Legistrat logo administration fiscale

Fiat lux et facta est nox

"Que la lumière soit, et la nuit fut", c'est ainsi que l'on pourrait résumer la mise en place du prélèvement à la source de l'impôt sur le revenu : une idée "lumineuse" en soi, mais dont les obscures modalités d'application font beaucoup d'ombre aux entreprises.

Le prélèvement à la source est LA réforme fiscale du moment, celle que tout le monde redoute.
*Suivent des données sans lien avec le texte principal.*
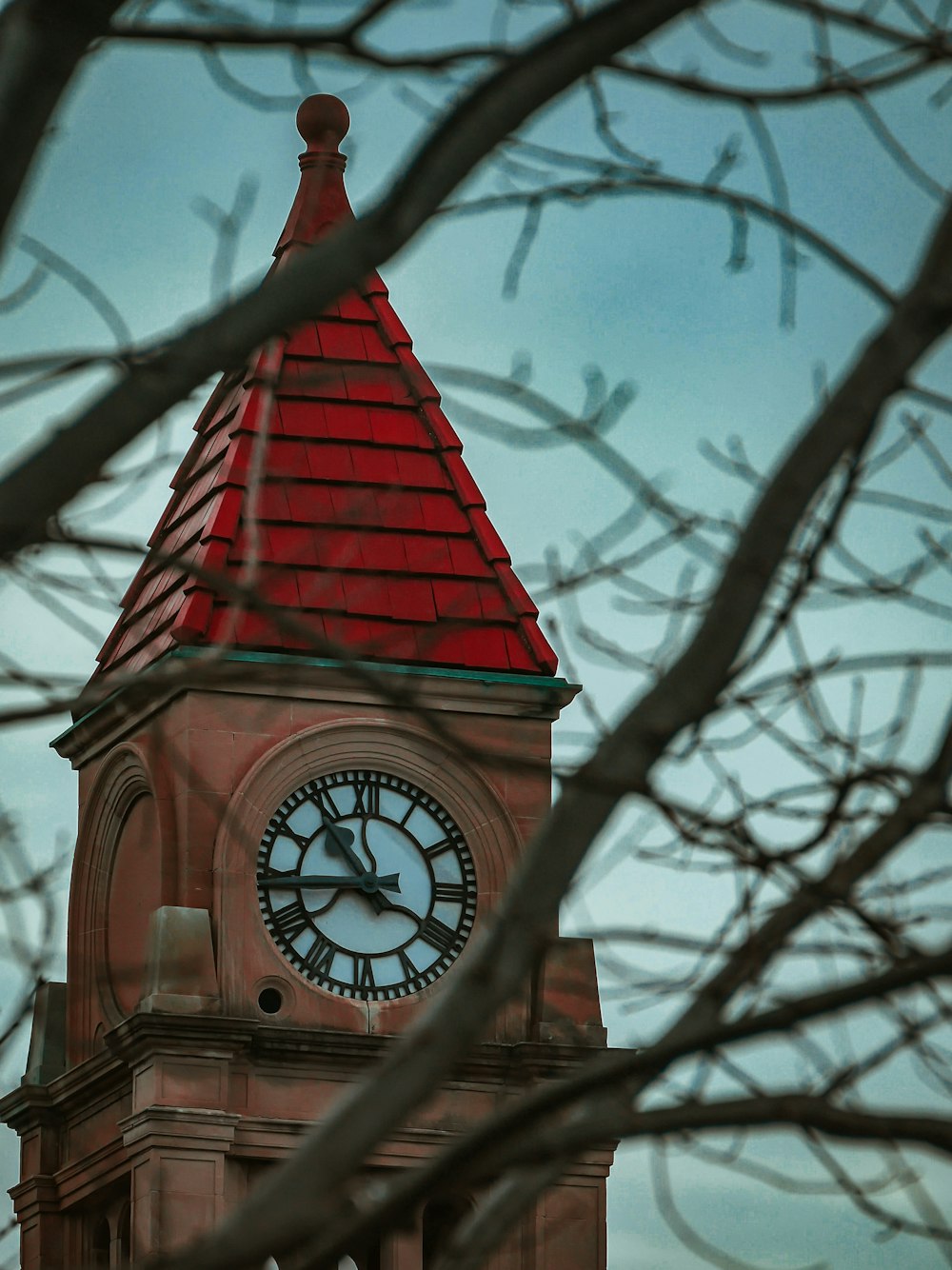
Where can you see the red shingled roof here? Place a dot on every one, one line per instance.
(327, 476)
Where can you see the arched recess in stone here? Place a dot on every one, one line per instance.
(118, 881)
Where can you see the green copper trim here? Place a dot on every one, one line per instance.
(543, 683)
(437, 672)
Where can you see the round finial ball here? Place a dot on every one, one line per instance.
(323, 121)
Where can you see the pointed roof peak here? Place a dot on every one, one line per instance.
(322, 200)
(327, 476)
(323, 122)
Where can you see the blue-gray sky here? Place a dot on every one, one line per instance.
(636, 286)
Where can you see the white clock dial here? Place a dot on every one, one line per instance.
(366, 884)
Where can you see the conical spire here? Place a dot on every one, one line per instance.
(327, 478)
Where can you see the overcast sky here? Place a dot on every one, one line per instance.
(638, 288)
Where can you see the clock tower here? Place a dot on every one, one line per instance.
(315, 745)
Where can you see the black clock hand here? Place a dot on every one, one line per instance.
(342, 841)
(368, 882)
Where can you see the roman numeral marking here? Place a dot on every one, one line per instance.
(366, 798)
(289, 921)
(438, 935)
(364, 972)
(437, 848)
(327, 805)
(455, 892)
(319, 957)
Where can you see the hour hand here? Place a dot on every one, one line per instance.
(342, 840)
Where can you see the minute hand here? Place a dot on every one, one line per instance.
(367, 882)
(342, 840)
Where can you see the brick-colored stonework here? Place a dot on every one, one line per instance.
(186, 1054)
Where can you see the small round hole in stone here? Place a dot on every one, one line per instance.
(269, 1001)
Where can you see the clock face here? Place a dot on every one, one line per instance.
(366, 884)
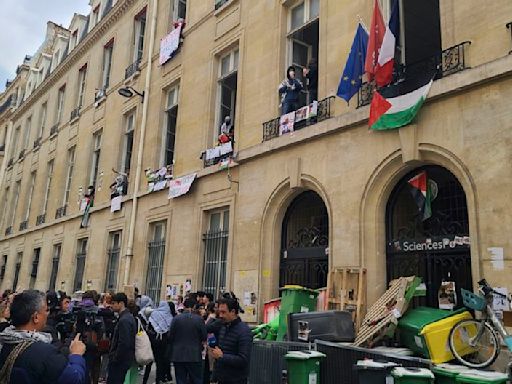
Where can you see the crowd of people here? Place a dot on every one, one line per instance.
(96, 338)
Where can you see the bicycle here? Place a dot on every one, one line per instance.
(476, 343)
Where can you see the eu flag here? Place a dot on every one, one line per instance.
(354, 68)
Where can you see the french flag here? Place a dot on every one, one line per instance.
(386, 60)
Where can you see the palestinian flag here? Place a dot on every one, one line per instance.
(397, 105)
(422, 194)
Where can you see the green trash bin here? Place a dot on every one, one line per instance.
(304, 367)
(404, 375)
(447, 373)
(481, 377)
(412, 323)
(294, 299)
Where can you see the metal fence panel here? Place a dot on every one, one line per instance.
(338, 365)
(268, 362)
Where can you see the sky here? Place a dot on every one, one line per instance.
(23, 28)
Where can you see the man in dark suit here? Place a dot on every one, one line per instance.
(122, 349)
(187, 337)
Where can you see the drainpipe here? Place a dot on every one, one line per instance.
(140, 152)
(7, 148)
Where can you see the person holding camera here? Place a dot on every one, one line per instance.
(232, 353)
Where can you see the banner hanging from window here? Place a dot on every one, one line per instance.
(169, 44)
(181, 185)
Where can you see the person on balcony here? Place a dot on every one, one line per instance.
(289, 89)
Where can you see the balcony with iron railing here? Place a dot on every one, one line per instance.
(448, 62)
(54, 130)
(271, 128)
(60, 212)
(23, 225)
(37, 143)
(40, 219)
(75, 114)
(132, 69)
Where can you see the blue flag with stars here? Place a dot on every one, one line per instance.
(354, 68)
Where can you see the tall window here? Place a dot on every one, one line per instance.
(17, 268)
(55, 266)
(69, 175)
(107, 64)
(42, 120)
(140, 30)
(128, 142)
(215, 241)
(180, 9)
(113, 260)
(60, 103)
(171, 116)
(49, 177)
(14, 202)
(26, 134)
(81, 253)
(228, 74)
(35, 267)
(156, 249)
(96, 152)
(303, 37)
(29, 196)
(82, 76)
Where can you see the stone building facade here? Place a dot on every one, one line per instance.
(278, 209)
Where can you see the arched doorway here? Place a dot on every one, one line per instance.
(304, 242)
(434, 243)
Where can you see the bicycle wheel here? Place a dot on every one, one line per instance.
(474, 343)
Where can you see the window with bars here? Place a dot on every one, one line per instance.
(169, 134)
(96, 152)
(69, 175)
(81, 253)
(129, 121)
(49, 176)
(17, 269)
(35, 267)
(227, 85)
(156, 257)
(113, 261)
(55, 266)
(107, 64)
(215, 241)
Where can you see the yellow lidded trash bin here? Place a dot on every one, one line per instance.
(436, 337)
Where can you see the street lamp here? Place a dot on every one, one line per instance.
(129, 92)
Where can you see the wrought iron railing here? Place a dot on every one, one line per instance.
(54, 130)
(448, 62)
(132, 69)
(40, 219)
(60, 212)
(271, 127)
(23, 225)
(37, 143)
(75, 113)
(220, 3)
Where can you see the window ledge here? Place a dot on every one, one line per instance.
(223, 7)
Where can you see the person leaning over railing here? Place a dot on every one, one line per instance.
(26, 354)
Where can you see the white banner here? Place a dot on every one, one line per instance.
(181, 185)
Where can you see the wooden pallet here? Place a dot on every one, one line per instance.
(346, 291)
(380, 319)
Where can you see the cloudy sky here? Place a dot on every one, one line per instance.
(23, 27)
Le contribuable se demande si cela va vraiment lui simplifier la vie, quand de leur côté les entreprises grincent des dents face à ce (nouveau) transfert de charge opéré par l'Etat. Et par "charge", on entend ici à la fois "charge financière" et "responsabilité".

Cet article n'a pas vocation à désavouer l'action du gouvernement ni à remettre en cause le principe même de la retenue à la source (note : au contraire, chez LegiStrat on est pour !), largement répandu au niveau international et déjà utilisé en France, mais à mettre en lumière les carences dans la mise en oeuvre de ce nouveau mode de prélèvement de l'impôt sur le revenu.

Pour rappel, le prélèvement à la source sera effectivement mis en place au 1er janvier 2019.
 Autrement dit, les revenus perçus à compter du mois de janvier seront versés nets d'impôt.


Legistrat caricature retenue à la source


En effet, l'impôt dû aura été prélevé en amont par différents organismes jouant le rôle de percepteurs pour le compte de l'Etat :

- les employeurs prélèveront l'impôt directement sur les salaires,
- les caisses de retraites feront de même sur les pensions de retraite versées,
- ce rôle sera assuré par Pôle Emploi au niveau des allocations chômage.

Concernant les revenus des indépendants et les revenus fonciers, l'administration fiscale prélèvera elle-même l'impôt en aval (directement sur les comptes bancaires).

Inutile de préciser que les coûts liés à la collecte de l'impôt seront intégralement pris en charge par les organismes percepteurs ou "tiers payeurs". Car si la réforme est présentée par le gouvernement comme étant "neutre" pour les entreprises, cela est loin d'être le cas en réalité : elle entraînera bien des surcoûts pour les tiers payeurs, charges que l'Etat n'entend pas supporter.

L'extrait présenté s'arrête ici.